Fraternity and sorority etiquette has been passed down through generations and emphasizes respect and ritual.
Greek etiquette "centers around the word respect," said Michael Doughty, Sigma Chi consul.
When conducting themselves in public, fraternity and sorority members are expected to hold themselves to the standards of the Greek system. Cynthia Weston, National Panhellenic Conference area adviser for Virginia Tech, said they are expected to behave responsibly and show dignity and kindness.
"Imagine you're always wearing letters," said Matthew Karny, president of Pi Kappa Phi fraternity. "Everything you do reflects on the fraternity and its members."
Doughty said much of the etiquette Greeks live by is overlooked. Although the Greek community participates in a variety of community service and philanthropy, it is overshadowed by the perception that Greeks spend most of their time attending parties, drinking in letters, or that the initiation process is fraught with hazing.

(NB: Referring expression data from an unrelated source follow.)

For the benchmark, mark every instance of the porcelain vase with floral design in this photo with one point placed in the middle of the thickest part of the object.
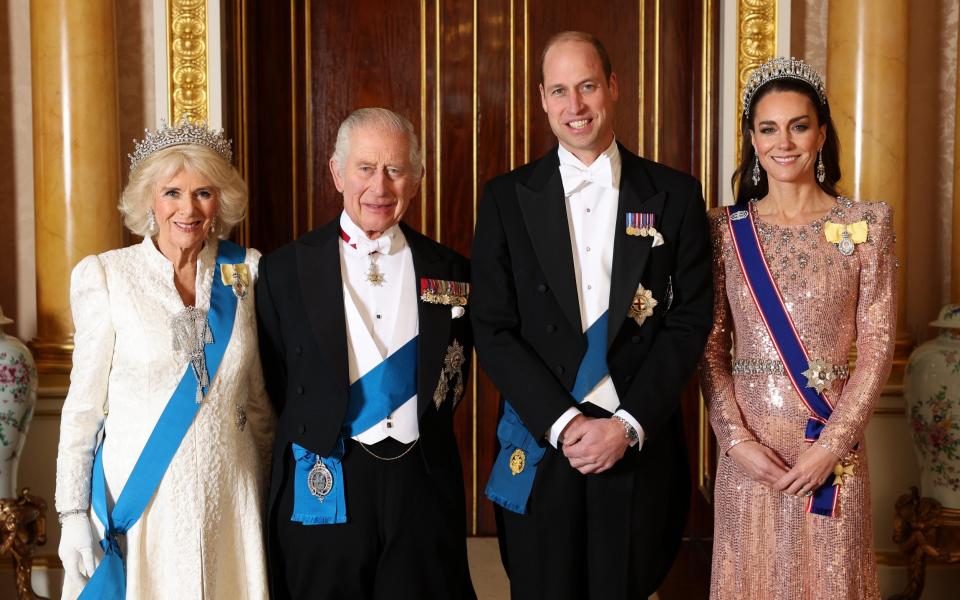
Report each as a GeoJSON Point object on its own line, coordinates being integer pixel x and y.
{"type": "Point", "coordinates": [18, 396]}
{"type": "Point", "coordinates": [932, 391]}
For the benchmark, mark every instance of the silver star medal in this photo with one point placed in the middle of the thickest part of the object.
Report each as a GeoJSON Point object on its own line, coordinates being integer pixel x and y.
{"type": "Point", "coordinates": [320, 480]}
{"type": "Point", "coordinates": [190, 333]}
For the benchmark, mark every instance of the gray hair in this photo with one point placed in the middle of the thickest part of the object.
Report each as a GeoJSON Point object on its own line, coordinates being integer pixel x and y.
{"type": "Point", "coordinates": [379, 117]}
{"type": "Point", "coordinates": [141, 189]}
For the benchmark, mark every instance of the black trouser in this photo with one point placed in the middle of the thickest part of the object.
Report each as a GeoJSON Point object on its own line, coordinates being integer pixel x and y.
{"type": "Point", "coordinates": [404, 537]}
{"type": "Point", "coordinates": [610, 536]}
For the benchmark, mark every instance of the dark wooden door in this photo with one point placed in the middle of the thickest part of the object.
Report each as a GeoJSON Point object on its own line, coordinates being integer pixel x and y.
{"type": "Point", "coordinates": [466, 74]}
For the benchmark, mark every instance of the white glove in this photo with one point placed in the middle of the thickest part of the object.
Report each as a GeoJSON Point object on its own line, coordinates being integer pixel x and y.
{"type": "Point", "coordinates": [76, 547]}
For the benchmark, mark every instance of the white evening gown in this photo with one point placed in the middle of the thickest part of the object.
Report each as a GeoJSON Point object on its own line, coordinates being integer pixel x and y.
{"type": "Point", "coordinates": [201, 536]}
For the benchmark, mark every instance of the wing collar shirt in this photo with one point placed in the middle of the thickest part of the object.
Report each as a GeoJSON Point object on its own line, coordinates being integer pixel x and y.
{"type": "Point", "coordinates": [592, 196]}
{"type": "Point", "coordinates": [380, 319]}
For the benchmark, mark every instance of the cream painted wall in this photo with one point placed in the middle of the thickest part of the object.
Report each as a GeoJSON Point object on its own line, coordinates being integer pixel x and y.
{"type": "Point", "coordinates": [932, 72]}
{"type": "Point", "coordinates": [932, 69]}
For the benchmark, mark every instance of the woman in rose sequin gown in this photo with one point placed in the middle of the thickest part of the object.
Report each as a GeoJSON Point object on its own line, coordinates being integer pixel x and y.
{"type": "Point", "coordinates": [766, 544]}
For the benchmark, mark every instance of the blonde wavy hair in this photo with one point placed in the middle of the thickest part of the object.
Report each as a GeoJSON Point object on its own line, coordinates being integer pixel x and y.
{"type": "Point", "coordinates": [141, 189]}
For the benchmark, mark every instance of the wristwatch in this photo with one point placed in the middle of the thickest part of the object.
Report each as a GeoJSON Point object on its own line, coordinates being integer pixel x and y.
{"type": "Point", "coordinates": [628, 431]}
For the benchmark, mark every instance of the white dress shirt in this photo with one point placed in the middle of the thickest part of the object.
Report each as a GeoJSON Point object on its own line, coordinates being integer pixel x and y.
{"type": "Point", "coordinates": [592, 200]}
{"type": "Point", "coordinates": [380, 319]}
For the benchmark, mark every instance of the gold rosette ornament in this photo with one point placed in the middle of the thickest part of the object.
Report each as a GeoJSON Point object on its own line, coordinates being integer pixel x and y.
{"type": "Point", "coordinates": [237, 276]}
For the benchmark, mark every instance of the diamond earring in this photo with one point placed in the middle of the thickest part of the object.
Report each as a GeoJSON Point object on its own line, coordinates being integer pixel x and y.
{"type": "Point", "coordinates": [151, 221]}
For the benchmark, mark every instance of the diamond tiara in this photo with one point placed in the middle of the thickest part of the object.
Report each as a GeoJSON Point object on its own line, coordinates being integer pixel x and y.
{"type": "Point", "coordinates": [783, 68]}
{"type": "Point", "coordinates": [186, 132]}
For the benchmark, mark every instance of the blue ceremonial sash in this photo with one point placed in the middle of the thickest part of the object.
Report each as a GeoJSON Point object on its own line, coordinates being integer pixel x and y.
{"type": "Point", "coordinates": [766, 296]}
{"type": "Point", "coordinates": [509, 487]}
{"type": "Point", "coordinates": [382, 390]}
{"type": "Point", "coordinates": [109, 579]}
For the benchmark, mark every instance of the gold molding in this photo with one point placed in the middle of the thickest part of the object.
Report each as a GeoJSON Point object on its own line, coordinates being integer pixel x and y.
{"type": "Point", "coordinates": [187, 59]}
{"type": "Point", "coordinates": [641, 54]}
{"type": "Point", "coordinates": [756, 43]}
{"type": "Point", "coordinates": [526, 81]}
{"type": "Point", "coordinates": [656, 79]}
{"type": "Point", "coordinates": [437, 119]}
{"type": "Point", "coordinates": [475, 524]}
{"type": "Point", "coordinates": [705, 466]}
{"type": "Point", "coordinates": [294, 175]}
{"type": "Point", "coordinates": [424, 183]}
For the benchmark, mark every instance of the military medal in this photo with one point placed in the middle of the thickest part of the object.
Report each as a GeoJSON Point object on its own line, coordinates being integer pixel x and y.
{"type": "Point", "coordinates": [441, 291]}
{"type": "Point", "coordinates": [642, 305]}
{"type": "Point", "coordinates": [320, 480]}
{"type": "Point", "coordinates": [518, 460]}
{"type": "Point", "coordinates": [644, 225]}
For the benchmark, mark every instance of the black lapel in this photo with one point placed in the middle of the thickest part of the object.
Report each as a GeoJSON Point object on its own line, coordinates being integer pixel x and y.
{"type": "Point", "coordinates": [433, 319]}
{"type": "Point", "coordinates": [545, 214]}
{"type": "Point", "coordinates": [318, 269]}
{"type": "Point", "coordinates": [630, 253]}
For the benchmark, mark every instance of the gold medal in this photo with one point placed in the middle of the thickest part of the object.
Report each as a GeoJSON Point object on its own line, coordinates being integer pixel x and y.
{"type": "Point", "coordinates": [518, 460]}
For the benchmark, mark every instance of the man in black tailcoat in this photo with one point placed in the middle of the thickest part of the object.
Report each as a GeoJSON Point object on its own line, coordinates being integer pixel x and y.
{"type": "Point", "coordinates": [591, 305]}
{"type": "Point", "coordinates": [365, 342]}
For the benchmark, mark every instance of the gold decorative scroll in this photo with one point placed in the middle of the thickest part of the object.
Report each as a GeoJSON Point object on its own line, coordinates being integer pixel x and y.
{"type": "Point", "coordinates": [756, 43]}
{"type": "Point", "coordinates": [187, 59]}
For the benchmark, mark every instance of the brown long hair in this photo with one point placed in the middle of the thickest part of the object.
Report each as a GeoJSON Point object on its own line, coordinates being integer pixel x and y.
{"type": "Point", "coordinates": [742, 182]}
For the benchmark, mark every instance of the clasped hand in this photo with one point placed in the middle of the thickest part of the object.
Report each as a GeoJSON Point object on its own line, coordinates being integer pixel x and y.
{"type": "Point", "coordinates": [764, 466]}
{"type": "Point", "coordinates": [593, 445]}
{"type": "Point", "coordinates": [76, 547]}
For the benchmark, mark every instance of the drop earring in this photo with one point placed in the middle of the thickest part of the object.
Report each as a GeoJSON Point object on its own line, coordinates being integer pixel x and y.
{"type": "Point", "coordinates": [151, 222]}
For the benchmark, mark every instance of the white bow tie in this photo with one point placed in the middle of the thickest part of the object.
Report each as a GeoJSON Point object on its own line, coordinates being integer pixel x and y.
{"type": "Point", "coordinates": [368, 246]}
{"type": "Point", "coordinates": [575, 177]}
{"type": "Point", "coordinates": [381, 245]}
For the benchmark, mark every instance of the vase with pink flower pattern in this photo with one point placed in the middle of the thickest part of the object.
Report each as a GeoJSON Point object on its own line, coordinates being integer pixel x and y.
{"type": "Point", "coordinates": [18, 396]}
{"type": "Point", "coordinates": [932, 391]}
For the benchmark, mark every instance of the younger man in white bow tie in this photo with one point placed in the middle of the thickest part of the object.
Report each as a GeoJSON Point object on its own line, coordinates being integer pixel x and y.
{"type": "Point", "coordinates": [592, 302]}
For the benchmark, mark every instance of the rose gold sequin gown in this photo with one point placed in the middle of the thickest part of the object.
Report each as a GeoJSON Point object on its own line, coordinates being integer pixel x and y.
{"type": "Point", "coordinates": [766, 546]}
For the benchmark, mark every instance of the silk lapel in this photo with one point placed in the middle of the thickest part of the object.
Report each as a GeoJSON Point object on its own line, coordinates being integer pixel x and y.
{"type": "Point", "coordinates": [630, 253]}
{"type": "Point", "coordinates": [318, 269]}
{"type": "Point", "coordinates": [434, 319]}
{"type": "Point", "coordinates": [545, 214]}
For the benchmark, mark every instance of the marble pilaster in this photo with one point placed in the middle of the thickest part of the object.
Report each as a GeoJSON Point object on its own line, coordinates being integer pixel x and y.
{"type": "Point", "coordinates": [75, 147]}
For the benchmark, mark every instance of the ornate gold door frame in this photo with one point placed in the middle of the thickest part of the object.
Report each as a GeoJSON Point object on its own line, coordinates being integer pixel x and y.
{"type": "Point", "coordinates": [188, 61]}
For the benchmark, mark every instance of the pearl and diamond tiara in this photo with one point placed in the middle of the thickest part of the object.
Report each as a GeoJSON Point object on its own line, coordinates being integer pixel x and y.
{"type": "Point", "coordinates": [783, 68]}
{"type": "Point", "coordinates": [186, 132]}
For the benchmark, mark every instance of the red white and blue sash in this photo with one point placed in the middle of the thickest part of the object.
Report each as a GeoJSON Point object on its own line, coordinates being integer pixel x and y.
{"type": "Point", "coordinates": [793, 355]}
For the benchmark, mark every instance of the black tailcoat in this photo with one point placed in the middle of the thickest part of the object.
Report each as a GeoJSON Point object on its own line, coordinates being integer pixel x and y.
{"type": "Point", "coordinates": [303, 347]}
{"type": "Point", "coordinates": [529, 339]}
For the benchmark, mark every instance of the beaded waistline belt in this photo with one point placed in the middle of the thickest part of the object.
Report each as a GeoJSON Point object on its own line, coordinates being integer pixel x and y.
{"type": "Point", "coordinates": [762, 366]}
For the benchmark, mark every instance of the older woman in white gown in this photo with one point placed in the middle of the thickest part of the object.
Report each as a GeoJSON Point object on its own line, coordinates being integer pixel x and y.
{"type": "Point", "coordinates": [152, 323]}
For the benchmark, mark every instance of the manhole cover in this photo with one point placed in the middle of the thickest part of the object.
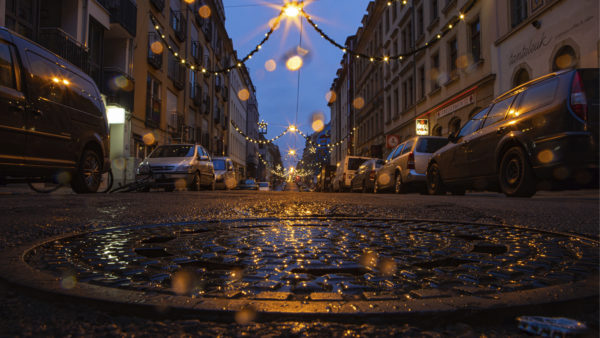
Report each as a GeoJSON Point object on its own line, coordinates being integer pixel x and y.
{"type": "Point", "coordinates": [322, 265]}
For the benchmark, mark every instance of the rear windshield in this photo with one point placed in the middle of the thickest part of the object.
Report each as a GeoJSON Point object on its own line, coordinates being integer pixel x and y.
{"type": "Point", "coordinates": [173, 151]}
{"type": "Point", "coordinates": [354, 163]}
{"type": "Point", "coordinates": [430, 145]}
{"type": "Point", "coordinates": [219, 164]}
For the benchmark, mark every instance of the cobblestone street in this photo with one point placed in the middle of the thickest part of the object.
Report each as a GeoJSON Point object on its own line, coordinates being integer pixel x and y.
{"type": "Point", "coordinates": [251, 262]}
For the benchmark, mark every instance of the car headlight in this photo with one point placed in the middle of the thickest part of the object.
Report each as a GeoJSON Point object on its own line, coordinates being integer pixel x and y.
{"type": "Point", "coordinates": [143, 169]}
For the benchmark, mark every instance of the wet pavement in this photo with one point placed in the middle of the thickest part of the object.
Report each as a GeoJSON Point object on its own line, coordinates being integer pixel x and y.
{"type": "Point", "coordinates": [251, 253]}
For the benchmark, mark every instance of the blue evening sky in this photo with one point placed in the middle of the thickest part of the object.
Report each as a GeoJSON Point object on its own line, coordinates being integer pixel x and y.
{"type": "Point", "coordinates": [247, 22]}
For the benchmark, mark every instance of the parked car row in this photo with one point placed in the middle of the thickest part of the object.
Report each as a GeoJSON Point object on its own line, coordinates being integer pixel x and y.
{"type": "Point", "coordinates": [540, 135]}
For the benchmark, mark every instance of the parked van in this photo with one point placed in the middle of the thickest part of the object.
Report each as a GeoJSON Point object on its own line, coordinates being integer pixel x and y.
{"type": "Point", "coordinates": [406, 165]}
{"type": "Point", "coordinates": [346, 171]}
{"type": "Point", "coordinates": [53, 124]}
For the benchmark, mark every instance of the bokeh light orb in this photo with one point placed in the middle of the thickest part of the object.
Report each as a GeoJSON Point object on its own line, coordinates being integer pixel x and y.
{"type": "Point", "coordinates": [243, 94]}
{"type": "Point", "coordinates": [156, 47]}
{"type": "Point", "coordinates": [204, 12]}
{"type": "Point", "coordinates": [294, 63]}
{"type": "Point", "coordinates": [270, 65]}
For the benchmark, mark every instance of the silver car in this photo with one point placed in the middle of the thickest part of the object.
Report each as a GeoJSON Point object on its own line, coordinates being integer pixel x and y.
{"type": "Point", "coordinates": [224, 172]}
{"type": "Point", "coordinates": [406, 165]}
{"type": "Point", "coordinates": [177, 166]}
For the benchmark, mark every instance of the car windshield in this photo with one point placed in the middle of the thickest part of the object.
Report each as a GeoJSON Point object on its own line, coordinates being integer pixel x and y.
{"type": "Point", "coordinates": [430, 145]}
{"type": "Point", "coordinates": [219, 164]}
{"type": "Point", "coordinates": [354, 163]}
{"type": "Point", "coordinates": [173, 151]}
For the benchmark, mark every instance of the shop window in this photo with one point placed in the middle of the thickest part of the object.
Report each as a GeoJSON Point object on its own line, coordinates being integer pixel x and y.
{"type": "Point", "coordinates": [565, 58]}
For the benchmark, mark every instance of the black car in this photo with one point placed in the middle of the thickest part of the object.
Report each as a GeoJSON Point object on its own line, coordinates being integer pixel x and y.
{"type": "Point", "coordinates": [540, 135]}
{"type": "Point", "coordinates": [364, 180]}
{"type": "Point", "coordinates": [53, 124]}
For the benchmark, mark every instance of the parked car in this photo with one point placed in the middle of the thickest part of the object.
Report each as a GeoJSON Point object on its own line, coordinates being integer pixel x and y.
{"type": "Point", "coordinates": [364, 180]}
{"type": "Point", "coordinates": [542, 134]}
{"type": "Point", "coordinates": [406, 165]}
{"type": "Point", "coordinates": [179, 166]}
{"type": "Point", "coordinates": [224, 173]}
{"type": "Point", "coordinates": [345, 172]}
{"type": "Point", "coordinates": [53, 121]}
{"type": "Point", "coordinates": [247, 184]}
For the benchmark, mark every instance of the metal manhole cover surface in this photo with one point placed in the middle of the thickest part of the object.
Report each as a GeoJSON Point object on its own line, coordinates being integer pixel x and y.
{"type": "Point", "coordinates": [324, 265]}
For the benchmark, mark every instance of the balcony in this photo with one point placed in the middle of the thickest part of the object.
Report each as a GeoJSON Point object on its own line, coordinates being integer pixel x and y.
{"type": "Point", "coordinates": [154, 59]}
{"type": "Point", "coordinates": [158, 4]}
{"type": "Point", "coordinates": [123, 12]}
{"type": "Point", "coordinates": [177, 22]}
{"type": "Point", "coordinates": [61, 43]}
{"type": "Point", "coordinates": [153, 113]}
{"type": "Point", "coordinates": [118, 87]}
{"type": "Point", "coordinates": [177, 73]}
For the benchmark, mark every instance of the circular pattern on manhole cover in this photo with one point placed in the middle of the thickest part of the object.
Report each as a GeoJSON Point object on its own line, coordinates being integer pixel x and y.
{"type": "Point", "coordinates": [385, 263]}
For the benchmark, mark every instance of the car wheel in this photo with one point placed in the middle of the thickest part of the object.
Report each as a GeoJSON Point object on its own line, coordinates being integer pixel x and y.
{"type": "Point", "coordinates": [434, 180]}
{"type": "Point", "coordinates": [195, 186]}
{"type": "Point", "coordinates": [88, 176]}
{"type": "Point", "coordinates": [399, 187]}
{"type": "Point", "coordinates": [515, 174]}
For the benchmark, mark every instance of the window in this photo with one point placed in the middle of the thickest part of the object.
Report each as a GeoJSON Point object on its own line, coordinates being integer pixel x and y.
{"type": "Point", "coordinates": [564, 58]}
{"type": "Point", "coordinates": [473, 124]}
{"type": "Point", "coordinates": [421, 75]}
{"type": "Point", "coordinates": [498, 111]}
{"type": "Point", "coordinates": [408, 146]}
{"type": "Point", "coordinates": [434, 10]}
{"type": "Point", "coordinates": [7, 74]}
{"type": "Point", "coordinates": [452, 55]}
{"type": "Point", "coordinates": [475, 40]}
{"type": "Point", "coordinates": [518, 12]}
{"type": "Point", "coordinates": [521, 77]}
{"type": "Point", "coordinates": [435, 69]}
{"type": "Point", "coordinates": [538, 96]}
{"type": "Point", "coordinates": [420, 21]}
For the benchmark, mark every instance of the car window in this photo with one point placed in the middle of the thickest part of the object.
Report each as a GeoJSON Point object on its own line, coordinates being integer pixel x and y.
{"type": "Point", "coordinates": [430, 145]}
{"type": "Point", "coordinates": [219, 164]}
{"type": "Point", "coordinates": [354, 163]}
{"type": "Point", "coordinates": [537, 96]}
{"type": "Point", "coordinates": [498, 111]}
{"type": "Point", "coordinates": [473, 124]}
{"type": "Point", "coordinates": [408, 146]}
{"type": "Point", "coordinates": [398, 150]}
{"type": "Point", "coordinates": [7, 71]}
{"type": "Point", "coordinates": [173, 151]}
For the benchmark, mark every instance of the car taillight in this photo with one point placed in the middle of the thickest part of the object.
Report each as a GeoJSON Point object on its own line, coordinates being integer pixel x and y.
{"type": "Point", "coordinates": [411, 161]}
{"type": "Point", "coordinates": [578, 99]}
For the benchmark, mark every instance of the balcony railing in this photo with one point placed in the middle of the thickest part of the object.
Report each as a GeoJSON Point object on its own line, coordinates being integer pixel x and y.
{"type": "Point", "coordinates": [153, 113]}
{"type": "Point", "coordinates": [177, 22]}
{"type": "Point", "coordinates": [154, 59]}
{"type": "Point", "coordinates": [118, 87]}
{"type": "Point", "coordinates": [177, 73]}
{"type": "Point", "coordinates": [61, 43]}
{"type": "Point", "coordinates": [123, 12]}
{"type": "Point", "coordinates": [158, 4]}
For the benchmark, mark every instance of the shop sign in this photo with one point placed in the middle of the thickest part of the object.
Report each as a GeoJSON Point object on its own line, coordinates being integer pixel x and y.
{"type": "Point", "coordinates": [456, 106]}
{"type": "Point", "coordinates": [422, 127]}
{"type": "Point", "coordinates": [391, 141]}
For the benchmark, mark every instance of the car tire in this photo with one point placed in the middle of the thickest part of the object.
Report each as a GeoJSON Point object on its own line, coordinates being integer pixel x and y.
{"type": "Point", "coordinates": [88, 175]}
{"type": "Point", "coordinates": [195, 185]}
{"type": "Point", "coordinates": [435, 186]}
{"type": "Point", "coordinates": [399, 186]}
{"type": "Point", "coordinates": [515, 174]}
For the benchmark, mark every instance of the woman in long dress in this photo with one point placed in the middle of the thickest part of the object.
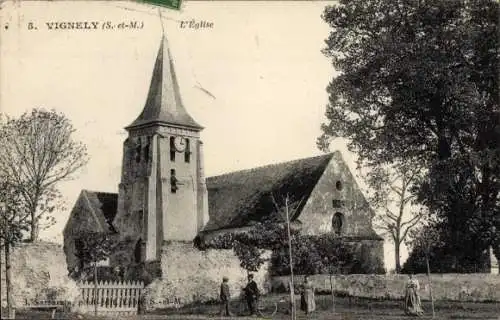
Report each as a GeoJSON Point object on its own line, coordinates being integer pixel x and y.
{"type": "Point", "coordinates": [307, 303]}
{"type": "Point", "coordinates": [413, 306]}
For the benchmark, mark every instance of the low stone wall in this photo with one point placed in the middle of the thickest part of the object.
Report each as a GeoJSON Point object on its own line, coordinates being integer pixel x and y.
{"type": "Point", "coordinates": [190, 275]}
{"type": "Point", "coordinates": [463, 287]}
{"type": "Point", "coordinates": [39, 271]}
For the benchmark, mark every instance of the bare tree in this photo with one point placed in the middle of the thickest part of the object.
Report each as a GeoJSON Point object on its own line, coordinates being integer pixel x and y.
{"type": "Point", "coordinates": [13, 223]}
{"type": "Point", "coordinates": [391, 194]}
{"type": "Point", "coordinates": [37, 151]}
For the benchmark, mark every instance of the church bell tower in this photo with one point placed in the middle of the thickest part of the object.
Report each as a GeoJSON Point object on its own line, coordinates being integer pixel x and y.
{"type": "Point", "coordinates": [162, 194]}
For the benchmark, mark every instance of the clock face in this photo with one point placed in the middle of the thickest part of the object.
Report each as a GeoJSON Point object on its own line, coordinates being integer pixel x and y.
{"type": "Point", "coordinates": [180, 144]}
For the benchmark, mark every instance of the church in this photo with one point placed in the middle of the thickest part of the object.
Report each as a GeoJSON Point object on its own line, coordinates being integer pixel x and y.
{"type": "Point", "coordinates": [165, 202]}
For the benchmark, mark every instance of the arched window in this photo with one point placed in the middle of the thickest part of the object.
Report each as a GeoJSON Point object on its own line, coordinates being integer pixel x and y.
{"type": "Point", "coordinates": [339, 185]}
{"type": "Point", "coordinates": [337, 223]}
{"type": "Point", "coordinates": [138, 151]}
{"type": "Point", "coordinates": [146, 150]}
{"type": "Point", "coordinates": [138, 251]}
{"type": "Point", "coordinates": [187, 152]}
{"type": "Point", "coordinates": [172, 149]}
{"type": "Point", "coordinates": [173, 181]}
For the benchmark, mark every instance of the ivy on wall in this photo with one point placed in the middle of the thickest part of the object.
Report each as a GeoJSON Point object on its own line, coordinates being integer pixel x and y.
{"type": "Point", "coordinates": [324, 254]}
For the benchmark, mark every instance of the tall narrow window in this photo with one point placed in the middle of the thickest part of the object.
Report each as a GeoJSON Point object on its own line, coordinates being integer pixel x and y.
{"type": "Point", "coordinates": [138, 151]}
{"type": "Point", "coordinates": [146, 150]}
{"type": "Point", "coordinates": [172, 149]}
{"type": "Point", "coordinates": [138, 251]}
{"type": "Point", "coordinates": [173, 181]}
{"type": "Point", "coordinates": [187, 152]}
{"type": "Point", "coordinates": [337, 222]}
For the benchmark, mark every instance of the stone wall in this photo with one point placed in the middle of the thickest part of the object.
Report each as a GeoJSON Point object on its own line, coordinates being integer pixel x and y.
{"type": "Point", "coordinates": [190, 275]}
{"type": "Point", "coordinates": [39, 269]}
{"type": "Point", "coordinates": [464, 287]}
{"type": "Point", "coordinates": [337, 192]}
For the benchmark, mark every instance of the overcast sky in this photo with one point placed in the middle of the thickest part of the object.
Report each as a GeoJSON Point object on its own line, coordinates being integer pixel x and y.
{"type": "Point", "coordinates": [261, 61]}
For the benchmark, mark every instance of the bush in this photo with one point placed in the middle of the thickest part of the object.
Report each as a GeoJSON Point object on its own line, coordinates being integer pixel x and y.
{"type": "Point", "coordinates": [311, 254]}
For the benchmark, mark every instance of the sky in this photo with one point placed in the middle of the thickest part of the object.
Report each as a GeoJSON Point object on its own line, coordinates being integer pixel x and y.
{"type": "Point", "coordinates": [261, 62]}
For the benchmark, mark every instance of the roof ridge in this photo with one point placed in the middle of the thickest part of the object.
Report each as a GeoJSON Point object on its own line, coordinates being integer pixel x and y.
{"type": "Point", "coordinates": [326, 155]}
{"type": "Point", "coordinates": [95, 191]}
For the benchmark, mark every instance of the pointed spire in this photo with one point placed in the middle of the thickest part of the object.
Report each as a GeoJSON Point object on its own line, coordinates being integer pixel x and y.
{"type": "Point", "coordinates": [164, 104]}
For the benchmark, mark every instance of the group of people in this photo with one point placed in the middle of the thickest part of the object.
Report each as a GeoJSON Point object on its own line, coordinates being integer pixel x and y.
{"type": "Point", "coordinates": [251, 295]}
{"type": "Point", "coordinates": [412, 304]}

Karny said it is an honor for Greek members to wear the letters of their organization, and they are not allowed to wear letters until after their pledge, or associate member, process is completed.
"The associate member process is completed, and they have gone through the ritual of initiation," Karny said. "This opportunity varies by chapter for sorority members. Greek members work hard to meet the specific Greek standards and take great pride in wearing letters."
All Greek members are encouraged not to wear letters in environments associated with alcohol.
"There are many negative connotations associated with drinking that we don't want our fraternity to be associated with," Karny said.
Doughty said alcohol use is not a trait Greeks seek to portray.
"It reflects badly on the organization as a whole," Doughty said.
Fraternities and sororities look to "Robert's Rules of Order" when it comes to how parliamentary procedures are supposed to be carried out. They also conduct informal and formal meetings several times a month, depending on the organization's by-laws.
Most Greek organizations have secret ritual etiquettes unique to their chapter.
"Humans commemorate life-changing events with ceremonies," Weston said.
She said the rituals encourage associate members to learn the history and values of the organization as well as bond with the members.
Doughty said rituals are the "glue that bonds each brother at a national and chapter level."
Rituals for incoming members have remained the same through history. Members of the organizations would not reveal specifics of the rituals.
Many Greek organizations have secret handshakes that only members of their specific organization are aware of. Rules prohibit sharing the ritualistic handshake with those outside the organization.
"I was at a career fair, and on my resume it indicated I was in Sigma Chi. An employer came up to me and gave me our secret handshake. It helped me establish immediate rapport with the employer," said senior Ross Miles, a brother of Sigma Chi.
During the rush and recruitment process, fraternity and sorority brothers and sisters try to make potential new members feel as comfortable and relaxed as possible.
"Everyone is stressed, but new recruits should genuinely feel welcome around the members," Weston said. "During recruitment, I spilled a drink and was so embarrassed. Members of that chapter were so genuine and made me feel so comfortable. It was not (a) big deal. I felt like they had been my friends forever."
The various chapters organize and promote various rush events to get to know potential new members.
"We try to pick events the brothers enjoy to attract people with the same values and interests," Karny said. "This ensures each associate member will feel comfortable and fit in with the brothers."